One end of the spectrum may be a former junior employee being overheard in a restaurant telling a close friend about “their former employer” and painting them in an unsavoury light. Although this would be a breach, it is hardly likely to lead to any serious loss unless the friend happens to be a major customer of the employer and decides to cease business relations as a consequence or is a journalist who decides to publish “an exclusive story”.
At the other end of the spectrum, a former aggrieved board director with considerable influence in a business sector starts a sustained social media campaign against his former PLC employer giving a “warts and all” insight into why the business is failing which leads to a dramatic fall in the PLC’s share price and the cancellation of several lucrative contracts.

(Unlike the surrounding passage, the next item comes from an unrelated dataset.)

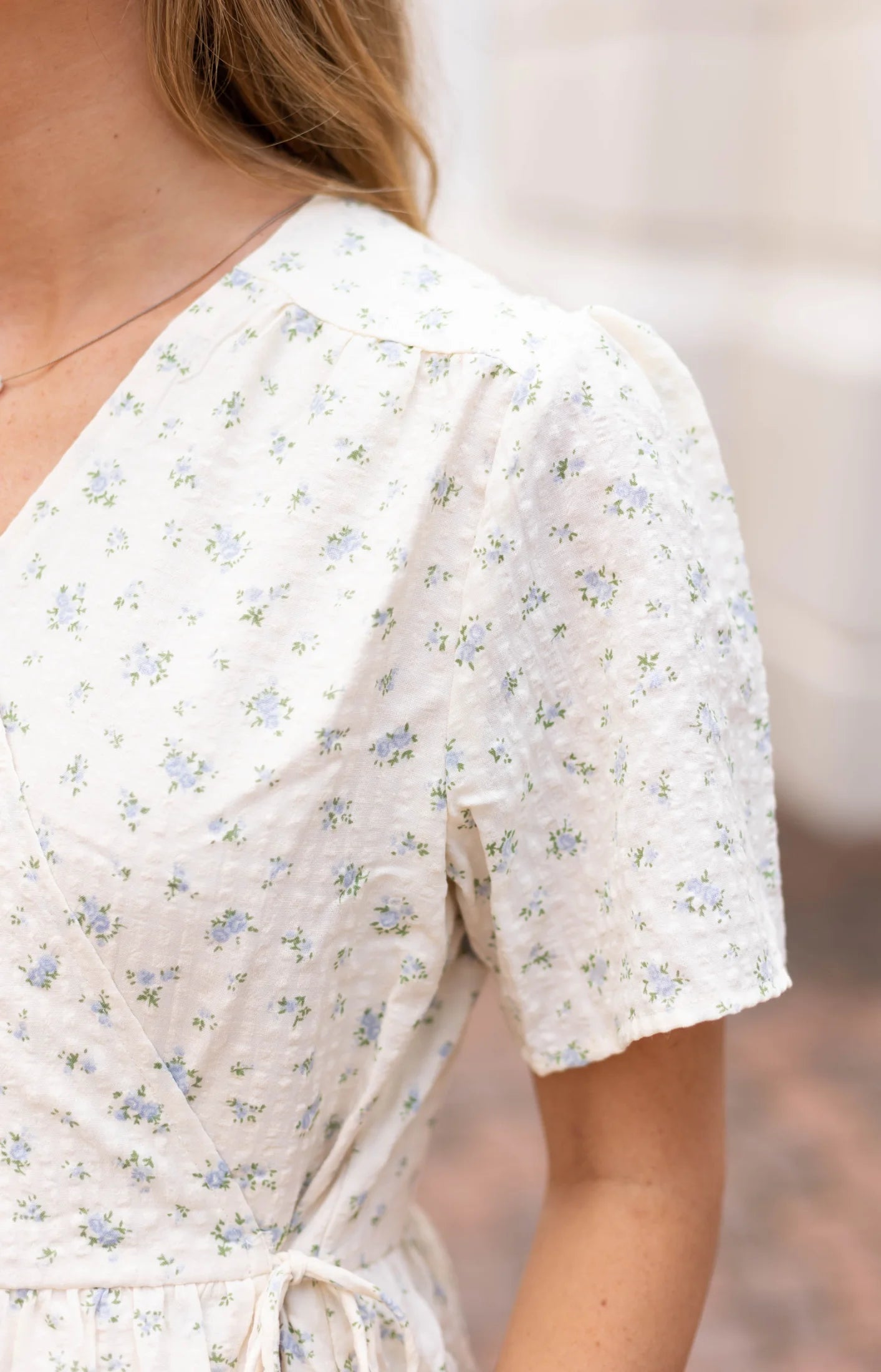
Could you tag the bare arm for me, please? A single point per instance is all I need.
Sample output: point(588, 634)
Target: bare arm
point(626, 1240)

In the latter case, the losses suffered may be very significant and the former board director is likely to be on the receiving end of prolonged and costly litigation.
7. Settlement sums may be conditional upon compliance
Regardless of these factors, employees should be aware that many employers will make the payment of the settlement sums conditional upon the employee complying with their obligations under the settlement agreement. Therefore, it could be a very costly mistake to make a bad comment about your former employer in breach of your obligations under the agreement because your employer may then refuse to pay to you the settlement sums due to you under the agreement or if they have already been paid to you, seek to recover those sums from you together with interest.
8. They can’t stop me telling the truth about them, can they?
For the reasons set out above, in practical terms that is the effect of a non-derogatory statement clause which you would be best advised to observe unless you wanted to run the risk of litigation and/or the loss or recovery of the settlement sums paid by the employer.
The only exceptional circumstances where a former employee would be relieved from complying with their legal obligations regarding non-derogatory statements are usually specified as being in order to make protected disclosures e.g. whistleblowing or by court order e.g. giving evidence under oath in legal proceedings.
Answer updated on 29 April 2018
IMPORTANT: The contents of this article are for guidance only and do not amount to legal advice.